Projections for queries with predicates

If your query contains one or more predicates, you can modify the projections to improve the query's performance, as described in the following two examples.

Queries that use date ranges

This example shows how to encode data using RLE and change the projection sort order to improve the performance of a query that retrieves all data within a given date range.

Suppose you have a query that looks like this:

=> SELECT * FROM trades
   WHERE trade_date BETWEEN '2016-11-01' AND '2016-12-01';

To optimize this query, determine whether all of the projections can perform the SELECT operation in a timely manner. Run SELECT COUNT(*) statement for each projection, specifying the date range, and note the response time. For example:

=> SELECT COUNT(*) FROM [ projection_name ]
   WHERE trade_date BETWEEN '2016-11-01' AND '2016-12-01;

If one or more of the queries is slow, check the uniqueness of the trade_date column and determine if it needs to be in the projection’s ORDER BY clause and/or can be encoded using RLE. RLE replaces sequences of the same data values within a column by a pair that represents the value and a count. For best results, order the columns in the projection from lowest cardinality to highest cardinality, and use RLE to encode the data in low-cardinality columns.

Note

For an example of using sorting and RLE, see Choosing sort order: best practices.

If the number of unique columns is unsorted, or if the average number of repeated rows is less than 10, trade_date is too close to being unique and cannot be encoded using RLE. In this case, add a new column to minimize the search scope.

The following example adds a new column trade_year:

Determine if the new column trade_year returns a manageable result set. The following query returns the data grouped by trade_year:
```
=> SELECT DATE_TRUNC('trade_year', trade_date), COUNT(*)
   FROM trades
   GROUP BY DATE_TRUNC('trade_year',trade_date);
```
Assuming that trade_year = 2007 is near 8k, add a column for trade_year to the trades table. The SELECT statement then becomes:
```
=> SELECT * FROM trades
   WHERE trade_year = 2007
   AND trade_date BETWEEN '2016-11-01' AND '2016-12-01';
```
As a result, you have a projection that is sorted on trade_year, which can be encoded using RLE.

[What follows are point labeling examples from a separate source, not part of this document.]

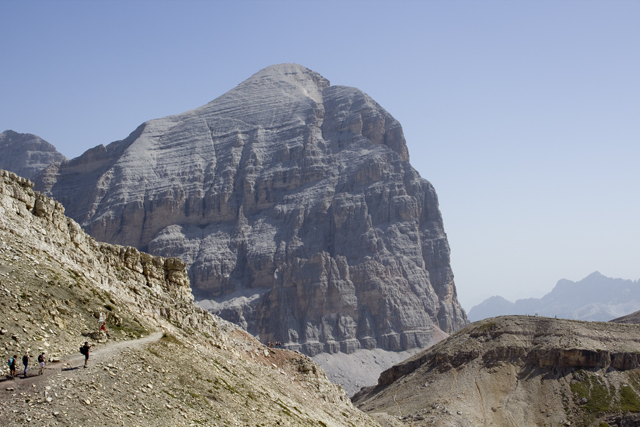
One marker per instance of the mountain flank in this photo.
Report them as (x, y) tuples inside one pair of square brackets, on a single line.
[(517, 370), (25, 154), (294, 206), (166, 361), (595, 298)]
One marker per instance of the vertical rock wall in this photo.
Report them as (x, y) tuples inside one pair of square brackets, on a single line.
[(294, 206)]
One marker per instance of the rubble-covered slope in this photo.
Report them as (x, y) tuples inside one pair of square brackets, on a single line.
[(191, 368), (517, 371)]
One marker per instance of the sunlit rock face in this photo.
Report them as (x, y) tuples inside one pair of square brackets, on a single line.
[(293, 204), (25, 154)]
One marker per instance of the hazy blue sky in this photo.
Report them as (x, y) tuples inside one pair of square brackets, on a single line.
[(525, 115)]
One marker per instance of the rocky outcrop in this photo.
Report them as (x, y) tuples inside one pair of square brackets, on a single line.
[(516, 370), (190, 367), (294, 206), (25, 154), (595, 298)]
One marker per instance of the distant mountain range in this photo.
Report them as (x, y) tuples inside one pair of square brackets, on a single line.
[(595, 298), (26, 154)]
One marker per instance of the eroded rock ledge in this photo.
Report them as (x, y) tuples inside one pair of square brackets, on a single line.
[(529, 342)]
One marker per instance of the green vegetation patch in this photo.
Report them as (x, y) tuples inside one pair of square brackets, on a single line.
[(629, 400), (599, 396), (602, 398)]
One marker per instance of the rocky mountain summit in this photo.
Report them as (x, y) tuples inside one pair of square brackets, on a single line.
[(166, 361), (25, 154), (294, 206), (595, 298), (517, 371)]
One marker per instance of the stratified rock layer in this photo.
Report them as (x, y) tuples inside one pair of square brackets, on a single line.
[(293, 204), (26, 154), (517, 370)]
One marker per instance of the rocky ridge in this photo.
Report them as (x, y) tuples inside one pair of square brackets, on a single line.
[(595, 298), (294, 206), (517, 370), (190, 368), (25, 154)]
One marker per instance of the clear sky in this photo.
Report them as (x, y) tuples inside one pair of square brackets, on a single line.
[(525, 115)]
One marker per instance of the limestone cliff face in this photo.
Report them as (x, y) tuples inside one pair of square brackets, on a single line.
[(293, 204), (26, 154)]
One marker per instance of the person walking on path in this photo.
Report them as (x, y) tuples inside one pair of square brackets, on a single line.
[(25, 362), (41, 362), (104, 329), (12, 366), (85, 350)]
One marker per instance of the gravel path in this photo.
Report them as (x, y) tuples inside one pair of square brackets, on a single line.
[(68, 364)]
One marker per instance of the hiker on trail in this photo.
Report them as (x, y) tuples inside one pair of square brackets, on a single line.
[(104, 329), (41, 362), (85, 350), (12, 366), (25, 362)]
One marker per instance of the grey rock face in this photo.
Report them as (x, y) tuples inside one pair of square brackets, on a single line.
[(293, 204), (25, 154)]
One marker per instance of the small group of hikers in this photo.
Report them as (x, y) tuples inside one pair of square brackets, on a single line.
[(84, 350), (12, 362)]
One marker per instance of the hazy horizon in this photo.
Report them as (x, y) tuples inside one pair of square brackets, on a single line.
[(523, 115)]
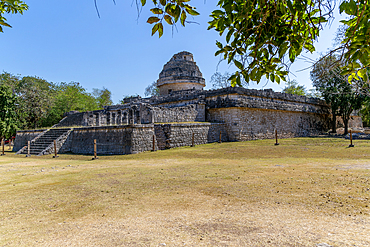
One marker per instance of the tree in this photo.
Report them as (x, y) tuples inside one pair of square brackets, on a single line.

Queries for tables with a high-cardinality primary key

This example demonstrates how you can modify the projection to improve the performance of queries that select data from a table with a high-cardinality primary key.

Suppose you have the following query:

=> SELECT FROM [table]
   WHERE pk IN (12345, 12346, 12347,...);

Because the primary key is a high-cardinality column, Vertica has to search a large amount of data.

To optimize the schema for this query, create a new column named buckets and assign it the value of the primary key divided by 10000. In this example, buckets=(int) pk/10000. Use the buckets column to limit the search scope as follows:

=> SELECT FROM [table]
   WHERE buckets IN (1,...)
   AND pk IN (12345, 12346, 12347,...);

Creating a lower cardinality column and adding it to the query limits the search scope and improves the query performance. In addition, if you create a projection where buckets is first in the sort order, the query may run even faster.